前期に比べ、中国・アジア市場で自動車用部品、インフラ分野向けの高圧ホースなどの販売が好調であったことに加え、為替換算の影響もあり売上高は、4,629億円と前期比9.5%増の増収となりました。一方、事業利益(※)は、北米・アジアなどでの新規品立ち上げコストの増大および米国拠点の生産混乱などにより、海外での収益が悪化したことから129億円と前期比11.7%減の減益となり、営業利益は122億円と前期比10.3%減の減益となりました。また、税引前利益は113億円と前期比15.1%減の減益となり、親会社の所有者に帰属する当期利益は35億円と前期比32.1%減の減益となりました。
※事業利益は、売上高から売上原価、販売費及び一般管理費を控除し、持分法による投資損益を含めて算出しております。

自動車用品部門
国内市場は、自動車生産台数の増加に伴い、売上は増加。海外市場は、北米でセダンを中心に新車販売が弱含んだ影響を受けたものの、自動車生産台数が増加した中国・アジア、市場回復が続く欧州、市場が回復に転じた南米で販売数量が増加した結果、売上高は3,934億円と前期比8.6%増の増収となりました。一方、事業利益は北米・アジアなどでの新規品立ち上げコストの増大など費用がかさみ98億円と、前期比26.1%減の減益となりました。
一般産業用品部門
インフラ分野においては、中国のインフラ投資の増加により建設機械向け高圧ホースの販売が増加しました。エレクトロ二クス分野においては、プリンター向けの機能部品の販売が増加。住環境分野においては、地震対策ニーズを背景に住宅用制震ダンパーの販売が好調だったことから、売上高は694億円と前期比15.2%増の増収となり、事業利益は31億円と前期比2.3倍の増益となりました。
各事業の取組みは?
EVシフトをビジネスチャンスと認識
自動車用品部門
特に自動車業界における電動化については、世界各国で厳しい規制や達成目標が設定され、EVシフトが進んでいます。当社の主力事業である自動車の分野においては、駆動源がモーターに代わっても当社の主力製品であるエンジンマウントはモーターマウントへと置き換わるなど、新たなビジネスチャンスの機会が到来するものと考えます。
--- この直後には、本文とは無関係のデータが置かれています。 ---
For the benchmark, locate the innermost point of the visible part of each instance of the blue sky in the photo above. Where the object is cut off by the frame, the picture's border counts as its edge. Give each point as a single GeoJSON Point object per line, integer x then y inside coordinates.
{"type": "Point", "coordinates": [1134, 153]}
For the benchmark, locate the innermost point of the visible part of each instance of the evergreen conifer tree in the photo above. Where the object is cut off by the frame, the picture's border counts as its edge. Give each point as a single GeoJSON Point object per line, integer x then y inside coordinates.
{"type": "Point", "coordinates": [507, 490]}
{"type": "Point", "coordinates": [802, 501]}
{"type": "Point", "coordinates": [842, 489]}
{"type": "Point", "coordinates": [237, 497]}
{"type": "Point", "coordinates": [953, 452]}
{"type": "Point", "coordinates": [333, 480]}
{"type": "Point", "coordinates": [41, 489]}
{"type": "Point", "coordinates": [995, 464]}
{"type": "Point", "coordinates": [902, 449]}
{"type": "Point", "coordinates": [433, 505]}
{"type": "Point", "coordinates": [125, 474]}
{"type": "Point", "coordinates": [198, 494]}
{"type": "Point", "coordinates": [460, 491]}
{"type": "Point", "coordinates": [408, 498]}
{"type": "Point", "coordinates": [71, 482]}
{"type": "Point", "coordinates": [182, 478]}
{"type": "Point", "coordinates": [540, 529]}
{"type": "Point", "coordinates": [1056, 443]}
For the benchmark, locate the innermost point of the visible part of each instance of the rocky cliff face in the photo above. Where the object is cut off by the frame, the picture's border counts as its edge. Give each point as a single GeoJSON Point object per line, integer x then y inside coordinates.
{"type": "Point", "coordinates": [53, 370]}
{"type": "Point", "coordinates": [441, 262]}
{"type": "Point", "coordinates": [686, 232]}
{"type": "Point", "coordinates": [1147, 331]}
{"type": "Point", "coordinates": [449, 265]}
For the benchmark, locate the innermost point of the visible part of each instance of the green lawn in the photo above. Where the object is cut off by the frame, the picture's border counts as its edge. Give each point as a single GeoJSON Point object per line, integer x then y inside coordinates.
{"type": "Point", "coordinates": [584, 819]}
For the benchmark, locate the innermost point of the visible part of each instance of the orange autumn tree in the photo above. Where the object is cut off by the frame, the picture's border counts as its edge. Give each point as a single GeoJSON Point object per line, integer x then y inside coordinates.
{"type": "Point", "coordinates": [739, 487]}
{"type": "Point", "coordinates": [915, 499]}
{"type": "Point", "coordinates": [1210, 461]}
さらに、EV化によってモーター特有の高周波音を抑える製品や、モーターやバッテリー等の過熱を防ぐ製品などの需要が増大すると見ており、これらの開発を急ピッチで進めています。
成長分野での製品開発を推進
一般産業用品部門
インフラ・住環境分野においては、人と産業用ロボットが接触する前にロボットを安全に停止させることができる「ロボット安全外装」を開発し、2017年11月に東京で開催された「2017国際ロボット展」に初出展しました。これまで国内では産業用ロボットは安全柵などを用いて人と分離する必要がありましたが、製造現場における人手不足の解消などを目的に厚生労働省が規則を改正したのに合わせ、曲面にも取り付けることができる柔軟なゴム製センサを採用し、ロボットへの後付け装着を視野に入れて商品化を目指しています。
来期(2019年3月期)の見通しは?
グローバル拡販推進と前期の課題解決により増収増益の見込み

世界経済は緩やかな拡大基調が続くと見込まれますが、米国の保護主義的な政策や英国のEU離脱など、先行きの不透明感が大きくなっています。当社グループの主要取引先の自動車業界においては、米国自動車販売の減速が懸念されるほか、急速な拡大が続いてきた中国自動車市場についても成長の鈍化が見込まれます。
次期の連結業績につきましては、グローバル拡販の継続に加え、新規立ち上げコストなど当期の業績悪化要因の解消に取り組むことで、連結売上高4,700億円、事業利益145億円、営業利益135億円、税引前利益125億円、親会社の所有者に帰属する当期利益40億円を見込んでいます。
また、2016年5月に発表した中期経営ビジョン「2020年 住友理工グループVision」(2020V)につきましては、自動車の電動化や自動運転技術の進展など昨今の急激な事業環境変化を踏まえて見直しを進め、改めて「2022年 住友理工グループVision」(2022V)を策定しました。